1H NMR(400MHz,DMSO-d₆):δ9.64(s,1H),8.24-8.26(m,2H),8.21(s,1H),7.59(s,1H),7.56(d,J＝8.0Hz,1H),7.47-7.50(m,3H),7.44(d,J＝8.0Hz,1H),7.38(d,J＝8.0Hz,1H),7.00(d,J＝8.0Hz,1H),6.54(s,1H),5.32(s,2H),3.79(s,3H),3.07(br,4H),2.71(s,3H),2.46(br,4H),2.24(s,3H),1.45(s,9H).

Synthesis of N- (3- (2- ((2-methoxy-4- (4-methyl-1-piperazinyl) phenyl) amino) -4-methyl-7-oxo-6-phenyl-8 (7H) -pteridinyl) phenyl) acrylamide (SEQ ID NO: 102)

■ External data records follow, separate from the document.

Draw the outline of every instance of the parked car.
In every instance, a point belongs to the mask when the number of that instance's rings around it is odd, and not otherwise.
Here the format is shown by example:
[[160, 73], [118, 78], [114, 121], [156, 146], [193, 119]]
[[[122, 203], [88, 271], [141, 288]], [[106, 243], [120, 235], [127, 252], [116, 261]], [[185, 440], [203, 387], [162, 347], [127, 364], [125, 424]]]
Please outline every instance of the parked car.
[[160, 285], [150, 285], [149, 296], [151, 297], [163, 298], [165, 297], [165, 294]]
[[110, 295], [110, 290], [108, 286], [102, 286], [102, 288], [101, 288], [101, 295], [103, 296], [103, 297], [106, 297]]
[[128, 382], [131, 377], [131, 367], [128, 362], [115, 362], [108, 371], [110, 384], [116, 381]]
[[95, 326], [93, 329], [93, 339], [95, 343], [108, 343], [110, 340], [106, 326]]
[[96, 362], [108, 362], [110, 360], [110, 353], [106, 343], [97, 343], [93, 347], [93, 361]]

Weighing 1.4g (2.55mmol) of 8- (3-aminophenyl) -2- ((2-methoxy-4- (4-methyl-1-piperazinyl) phenyl) amino) -4-methyl-6-phenyl-7 (8h) -pteridinone, placing the mixture in a 100mL round-bottom flask, adding 3mL of N-methylpyrrolidone, stirring in ice bath, dissolving 275mg (3.06mmol) of acryloyl chloride in 20mL of acetonitrile, dropwise adding the mixture into the reaction solution, stirring in ice bath for 0.5h after the dropwise adding is completed, stirring at room temperature for 3h, and tracking by TLC until the raw materials are completely converted. And (3) performing rotary evaporation on the reaction liquid to remove the solvent, then dropwise adding the reaction liquid into a sodium bicarbonate aqueous solution, separating out a red solid, performing suction filtration, washing a filter cake with deionized water, drying, and purifying dichloromethane/methanol to obtain 1.0g of N- (3- (2- ((2-methoxy-4- (4-methyl-1-piperazinyl) phenyl) amino) -4-methyl-7-oxo-6-phenyl-8 (7H) -pteridinyl) phenyl) acrylamide orange red solid with the yield of 67%.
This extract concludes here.